引用元:https://gaming.logicool.co.jp/ja-jp/innovation/mechanical-switches.html

GLクリッキーの特徴
  • 明確なクリック感
  • 押下圧は平均的な50g
  • 盛大なカチャカチャ音

GLタクタイルのクリック感を強めて、タイプ音も大きくなるようにしたものがGLクリッキーです。確かなクリック感を得ることができるため、「クリッキー」な感触を好む方はこのキースイッチが適しています。

GXスイッチ

一般的なメカニカルスイッチの形状をしているのがGXスイッチです。CHERRY MXに近い構造をしています。

GX BLUE

引用元:https://gaming.logicool.co.jp/ja-jp/innovation/mechanical-switches.html

GX BLUEの特徴
  • 明確なクリック感
  • 押下圧は平均的な50g
  • 盛大なカチャカチャ音

CHERRY MXの青軸に似た特徴を持つキースイッチです。盛大に「カチャカチャ」とした音が響き渡ります。タイプしたことを確実にフィードバックしてくれますが、その分、周りに迷惑が掛かること間違いなしです。周囲に人がいない環境で使うと良いでしょう。

GX BROWN

引用元:https://gaming.logicool.co.jp/ja-jp/innovation/mechanical-switches.html

GX BROWNの特徴
  • 適度なクリック感
  • 押下圧は平均的な50g
  • 適度にカタカタ音

CHERRY MXの茶軸に似た特徴を持つキースイッチです。メカニカルらしいカタカタとした音が響いて、「タイピングしているな」という感覚を得ることができます。ただ会社などで使うと少し周囲の人が気になるかもしれません。

GX RED

引用元:https://gaming.logicool.co.jp/ja-jp/innovation/mechanical-switches.html

GX REDの特徴
  • クリック感がなく滑らか
  • 押下圧は平均的な50g
  • 適度にカタカタ音

CHERRY MXの赫軸に似た特徴を持つキースイッチです。滑らかなタッチで半押しや底打ちしないタイピングに適しています。メカニカルとしては静かな部類ですが、それでもカタカタカタといった感じの音はします。

ROMER-Gスイッチ

logicool独自の形状をしたメカニカルスイッチです。ゲームに適した高速タイピングを可能にする構造になっており、ゲーマーをターゲットにしたものとなります。

ROMER-Gタクタイル

引用元:https://gaming.logicool.co.jp/ja-jp/innovation/mechanical-switches.html

ROMER-Gタクタイルの特徴
  • 明確なクリック感
  • 押下圧は少し軽い45g
  • 適度にカタカタ音
  • ゲーマー向けで反応点が浅い

CHERRY MXの茶軸に似た特徴を持つキースイッチですが、反応点が浅いので高速タイピングに適しており、瞬発力が問われるゲームなどに活躍します。また、メカニカルらしいカタカタとした音が響いて、「タイピングしているな」という感覚を得ることができます。

ROMER-Gリニア

引用元:https://gaming.logicool.co.jp/ja-jp/innovation/mechanical-switches.html

ROMER-Gリニアの特徴
  • クリック感がなく滑らか
  • 押下圧は少し軽い45g
  • 適度にカタカタ音
  • ゲーマー向けで反応点が浅い

ROMER-Gタクタイルを滑らかにしたスイッチです。滑らかなタッチで半押しや底打ちしないタイピングに適しています。メカニカルとしては静かな部類ですが、それでもカタカタカタといった感じの音はします。

メカニカルキーボードの主要メーカー

ダイヤテック株式会社 FILCO(フィルコ)

https://www.diatec.co.jp

「メカニカルキーボードといえばダイヤテックのFILCO」というくらい、メカニカルキーボードの定番メーカーです。

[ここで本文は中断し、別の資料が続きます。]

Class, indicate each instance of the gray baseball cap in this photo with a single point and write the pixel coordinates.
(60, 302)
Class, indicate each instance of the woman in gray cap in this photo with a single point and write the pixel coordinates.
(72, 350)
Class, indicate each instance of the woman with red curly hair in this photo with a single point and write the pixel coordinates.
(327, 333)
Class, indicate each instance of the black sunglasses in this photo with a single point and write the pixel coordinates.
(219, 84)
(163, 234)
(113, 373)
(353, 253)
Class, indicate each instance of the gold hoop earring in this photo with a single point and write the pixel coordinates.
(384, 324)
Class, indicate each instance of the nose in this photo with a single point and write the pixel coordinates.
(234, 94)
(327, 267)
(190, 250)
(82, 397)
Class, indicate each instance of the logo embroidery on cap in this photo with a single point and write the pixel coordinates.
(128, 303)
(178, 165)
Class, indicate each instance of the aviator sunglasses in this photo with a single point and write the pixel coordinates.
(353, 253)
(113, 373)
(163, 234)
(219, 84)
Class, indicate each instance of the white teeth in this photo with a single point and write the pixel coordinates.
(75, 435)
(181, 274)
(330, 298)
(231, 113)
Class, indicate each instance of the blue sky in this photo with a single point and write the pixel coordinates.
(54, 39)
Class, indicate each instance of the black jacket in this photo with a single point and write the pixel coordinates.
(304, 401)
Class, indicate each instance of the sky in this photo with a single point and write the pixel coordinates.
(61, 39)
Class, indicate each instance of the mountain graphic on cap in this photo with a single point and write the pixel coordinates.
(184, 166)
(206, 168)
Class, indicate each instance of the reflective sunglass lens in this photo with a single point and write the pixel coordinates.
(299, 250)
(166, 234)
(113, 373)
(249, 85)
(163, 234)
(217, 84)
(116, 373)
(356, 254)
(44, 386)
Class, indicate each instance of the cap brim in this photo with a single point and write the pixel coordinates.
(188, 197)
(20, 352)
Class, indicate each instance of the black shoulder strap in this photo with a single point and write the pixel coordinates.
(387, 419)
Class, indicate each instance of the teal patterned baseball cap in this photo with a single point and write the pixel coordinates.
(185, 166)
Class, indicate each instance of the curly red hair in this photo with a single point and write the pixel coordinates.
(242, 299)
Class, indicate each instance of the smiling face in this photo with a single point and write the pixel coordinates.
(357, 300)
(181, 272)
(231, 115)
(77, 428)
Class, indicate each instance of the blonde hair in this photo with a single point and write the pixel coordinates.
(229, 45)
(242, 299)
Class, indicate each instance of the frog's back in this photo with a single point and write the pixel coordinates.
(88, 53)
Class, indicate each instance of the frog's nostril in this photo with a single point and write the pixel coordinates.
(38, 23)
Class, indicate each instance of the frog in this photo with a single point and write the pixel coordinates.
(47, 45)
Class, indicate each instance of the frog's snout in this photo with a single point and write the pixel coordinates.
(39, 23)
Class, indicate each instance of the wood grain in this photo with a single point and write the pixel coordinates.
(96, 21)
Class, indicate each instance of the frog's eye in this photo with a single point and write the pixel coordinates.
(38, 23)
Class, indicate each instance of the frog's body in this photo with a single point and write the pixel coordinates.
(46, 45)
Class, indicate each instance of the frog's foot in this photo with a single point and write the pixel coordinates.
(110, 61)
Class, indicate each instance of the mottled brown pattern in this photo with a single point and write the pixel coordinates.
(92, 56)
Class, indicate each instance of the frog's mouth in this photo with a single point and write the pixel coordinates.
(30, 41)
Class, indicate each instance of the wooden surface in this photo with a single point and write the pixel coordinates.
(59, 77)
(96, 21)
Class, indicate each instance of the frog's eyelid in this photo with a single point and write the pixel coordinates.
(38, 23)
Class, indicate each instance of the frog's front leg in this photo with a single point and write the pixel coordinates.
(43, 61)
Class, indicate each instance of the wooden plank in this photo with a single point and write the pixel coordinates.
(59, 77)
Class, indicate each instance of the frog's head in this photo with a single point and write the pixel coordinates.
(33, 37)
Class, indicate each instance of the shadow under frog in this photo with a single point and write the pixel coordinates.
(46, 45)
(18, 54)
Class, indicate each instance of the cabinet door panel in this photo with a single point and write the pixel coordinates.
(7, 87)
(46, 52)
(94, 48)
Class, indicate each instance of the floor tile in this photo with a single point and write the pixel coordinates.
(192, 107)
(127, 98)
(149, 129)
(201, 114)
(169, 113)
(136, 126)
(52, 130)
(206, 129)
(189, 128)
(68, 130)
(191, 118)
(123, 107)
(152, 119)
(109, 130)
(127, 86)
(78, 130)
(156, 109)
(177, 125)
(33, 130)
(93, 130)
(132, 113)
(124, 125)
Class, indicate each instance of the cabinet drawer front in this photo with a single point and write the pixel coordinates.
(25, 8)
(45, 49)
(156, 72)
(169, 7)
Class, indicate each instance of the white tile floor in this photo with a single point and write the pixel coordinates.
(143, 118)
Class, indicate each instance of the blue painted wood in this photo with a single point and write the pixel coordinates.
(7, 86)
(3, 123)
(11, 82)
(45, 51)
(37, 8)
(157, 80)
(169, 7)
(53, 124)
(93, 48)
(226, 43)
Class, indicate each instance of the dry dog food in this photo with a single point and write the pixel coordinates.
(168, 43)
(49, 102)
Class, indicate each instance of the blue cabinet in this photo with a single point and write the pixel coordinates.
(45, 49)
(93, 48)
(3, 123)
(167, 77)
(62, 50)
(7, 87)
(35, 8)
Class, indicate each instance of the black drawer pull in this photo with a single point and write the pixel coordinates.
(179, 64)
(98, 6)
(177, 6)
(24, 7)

メカニカルキーボードの「Majestouch」シリーズはラインナップが豊富で、上で紹介したCHERRY MX軸を採用している製品がほとんどです。メーカーで迷ったらとりあえずダイヤテックにしておけば間違いなしです。

また、サイズはフルサイズからコンパクトなものまで幅広く取り揃えており、各ユーザのニーズに応えられるようにしています。

Razer(レイザー)

https://www.razer.com/wallpapers#desktop-wallpapers

ゲーミングデバイスメーカーのRazerもたくさんのメカニカルキーボードを販売しています。

軸はRazer独自のものを採用しており、ゲーミングに重きを置いたキーボードが特徴的です。反応点の深さなどがゲームに適した位置に設定されており、ゲーマー御用達のメカニカルキーボードと言えます。

また、ゲーミングデバイスらしく各キーにはLED照明が仕込まれており、カラフルな演出が可能となっています。もちろんサイズのラインナップも一通り揃っています。

ゲーミングデバイスとしてメカニカルキーボードが欲しいのであれば、Razerのキーボードを検討してみると良いでしょう。

logicool(ロジクール)

https://www.logicool.co.jp/ja-jp

PCの周辺機器と言えば「logicool」ですよね。「安定のlogicool」というほど、安心して使えるメーカーです。そんな「logicool」からもメカニカルキーボードが販売されています。

基本的に軸はlogicool独自のものを採用していますが、CHERRY MXのものを採用している製品もあります。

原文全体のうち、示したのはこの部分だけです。